In undertaking the hoax, the use of satire was often employed. According to the authors, every paper “also endeavored to be humorous in at least some small way (and often, big ones).”
The team was so successful that four journals asked the papers’ fictitious authors to become peer reviewers themselves. For “ethical reasons,” they declined.
The proverbial wheels came off after a Twitter account called “New Real Peer Review” sniffed something foul from the Dog Park essay. Soon, local newspapers became suspicious, and eventually, in cooperation with the hoax team, the Wall Street Journal broke the story this week, with an ever-widening international ripple effect and coverage.
Satire as social commentary
It is not the first time scholars have written hoax papers to illustrate a broken academia. While other fields can be equally guilty of publishing unscientific work, gender studies in particular has already been repeatedly flagged as problematic.
After the current hoax experiment became public this week, author and Harvard lecturer Yascha Mounk proclaimed on Twitter that “Three intrepid academics just perpetrated a giant version of the Sokal Hoax… Call it Sokal Squared. The result is hilarious and delightful. It also showcases a serious problem with big parts of academia.”
In 1996, mathematics and physics Prof. Alan David Sokal submitted a nonsensical paper to Duke University’s Social Text journal called “Transgressing the Boundaries: Toward a Transformative Hermeneutics of Quantum Gravity,” in a (successful) experiment illustrating editorial bias and the prevalent incorrect use of scientific terms.
The Sokal hoax was the basis for a May 2017 experiment when two of the current project’s authors, Boghossian and Lindsay, attempted to replicate his success with the publication of a fake paper that claims “that penises conceptually cause climate change.” They write about the experiment in an essay, “The Conceptual Penis as a Social Construct: A Sokal-Style Hoax on Gender Studies,” which discusses the problematic nature of “pay-to-publish” open access journals.

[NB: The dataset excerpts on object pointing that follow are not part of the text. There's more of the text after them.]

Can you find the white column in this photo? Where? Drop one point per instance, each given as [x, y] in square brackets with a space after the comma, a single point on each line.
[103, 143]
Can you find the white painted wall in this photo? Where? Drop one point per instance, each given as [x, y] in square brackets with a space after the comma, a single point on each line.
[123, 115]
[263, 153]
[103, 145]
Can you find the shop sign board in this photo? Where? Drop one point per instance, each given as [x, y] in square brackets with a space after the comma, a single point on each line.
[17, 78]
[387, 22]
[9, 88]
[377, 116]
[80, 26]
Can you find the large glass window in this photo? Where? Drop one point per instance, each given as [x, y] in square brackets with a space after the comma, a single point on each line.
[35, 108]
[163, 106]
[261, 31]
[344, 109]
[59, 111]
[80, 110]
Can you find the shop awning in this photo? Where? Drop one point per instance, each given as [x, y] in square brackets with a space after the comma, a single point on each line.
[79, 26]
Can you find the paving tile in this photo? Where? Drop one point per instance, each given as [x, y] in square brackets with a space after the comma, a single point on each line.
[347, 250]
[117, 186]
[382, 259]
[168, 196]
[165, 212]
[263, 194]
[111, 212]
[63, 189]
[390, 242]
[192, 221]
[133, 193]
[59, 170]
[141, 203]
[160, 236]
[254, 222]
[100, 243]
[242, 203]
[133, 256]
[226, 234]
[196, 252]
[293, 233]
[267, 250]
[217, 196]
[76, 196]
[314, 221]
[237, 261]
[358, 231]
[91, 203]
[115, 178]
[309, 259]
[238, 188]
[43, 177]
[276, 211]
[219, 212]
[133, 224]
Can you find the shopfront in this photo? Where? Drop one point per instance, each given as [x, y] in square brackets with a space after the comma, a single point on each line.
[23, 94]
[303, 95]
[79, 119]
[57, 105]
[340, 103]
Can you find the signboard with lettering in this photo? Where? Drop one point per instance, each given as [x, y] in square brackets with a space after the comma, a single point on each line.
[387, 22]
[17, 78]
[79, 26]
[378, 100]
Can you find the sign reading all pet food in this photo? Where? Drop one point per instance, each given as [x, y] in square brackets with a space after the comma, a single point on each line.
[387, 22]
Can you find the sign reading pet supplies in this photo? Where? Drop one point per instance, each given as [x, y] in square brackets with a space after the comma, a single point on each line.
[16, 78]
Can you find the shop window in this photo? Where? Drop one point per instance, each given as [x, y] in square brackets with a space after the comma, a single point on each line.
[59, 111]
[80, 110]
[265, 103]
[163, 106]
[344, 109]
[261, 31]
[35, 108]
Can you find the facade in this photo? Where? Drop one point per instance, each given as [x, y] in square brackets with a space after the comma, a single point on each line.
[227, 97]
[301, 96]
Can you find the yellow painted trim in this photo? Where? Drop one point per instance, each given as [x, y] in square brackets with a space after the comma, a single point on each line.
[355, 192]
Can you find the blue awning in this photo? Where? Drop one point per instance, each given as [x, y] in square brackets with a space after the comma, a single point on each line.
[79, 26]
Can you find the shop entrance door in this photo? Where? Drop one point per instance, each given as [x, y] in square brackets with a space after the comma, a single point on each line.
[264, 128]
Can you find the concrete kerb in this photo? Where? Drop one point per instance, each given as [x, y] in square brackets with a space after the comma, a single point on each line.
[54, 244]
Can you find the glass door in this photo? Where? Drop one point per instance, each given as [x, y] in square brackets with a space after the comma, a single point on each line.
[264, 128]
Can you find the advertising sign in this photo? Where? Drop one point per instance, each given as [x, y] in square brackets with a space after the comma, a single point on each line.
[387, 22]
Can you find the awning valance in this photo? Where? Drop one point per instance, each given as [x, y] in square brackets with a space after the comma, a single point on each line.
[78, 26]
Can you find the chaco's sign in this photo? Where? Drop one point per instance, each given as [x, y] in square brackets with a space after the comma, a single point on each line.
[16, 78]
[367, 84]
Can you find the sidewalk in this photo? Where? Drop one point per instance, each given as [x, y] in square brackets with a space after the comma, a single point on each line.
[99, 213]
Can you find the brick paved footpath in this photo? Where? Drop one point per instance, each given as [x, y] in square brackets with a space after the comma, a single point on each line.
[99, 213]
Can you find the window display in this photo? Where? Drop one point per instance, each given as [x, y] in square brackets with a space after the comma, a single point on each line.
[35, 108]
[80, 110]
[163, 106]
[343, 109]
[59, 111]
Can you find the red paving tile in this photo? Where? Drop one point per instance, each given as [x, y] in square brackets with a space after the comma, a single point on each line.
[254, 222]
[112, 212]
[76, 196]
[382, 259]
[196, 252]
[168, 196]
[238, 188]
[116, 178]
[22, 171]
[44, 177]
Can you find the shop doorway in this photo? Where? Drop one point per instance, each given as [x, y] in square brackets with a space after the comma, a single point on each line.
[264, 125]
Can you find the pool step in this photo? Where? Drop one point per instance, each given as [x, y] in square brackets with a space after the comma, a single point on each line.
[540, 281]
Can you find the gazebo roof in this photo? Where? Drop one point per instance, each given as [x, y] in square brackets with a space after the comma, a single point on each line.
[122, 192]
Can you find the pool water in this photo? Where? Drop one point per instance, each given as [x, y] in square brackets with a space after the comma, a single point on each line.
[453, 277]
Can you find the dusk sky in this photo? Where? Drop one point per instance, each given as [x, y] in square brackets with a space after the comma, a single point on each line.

In September 2017 the duo became a trio with the addition of Pluckrose and the new, much more elaborate project was launched.
According to the scholars, the goal of the current project was not to end the study of these niche academic disciplines, rather highlight the intolerant thinking within their lock-step that is infiltrating popular culture.
Asked by The Times of Israel if academic journals in the field of Jewish Studies would also be in their sights, Lindsay answered that the team didn’t fully examine this particular field. “The grievance studies methods are dubious, and I hope [Jewish Studies scholars] don’t take them up,” he said.
“I’ve only looked closely at one paper in Jewish Studies and it seemed to use similar methods but criticized a nasty streak of antisemitism in critical race scholarship,” he wrote via Twitter, citing a paper called, “Critical Whiteness Studies and the ‘Jewish Problem.'”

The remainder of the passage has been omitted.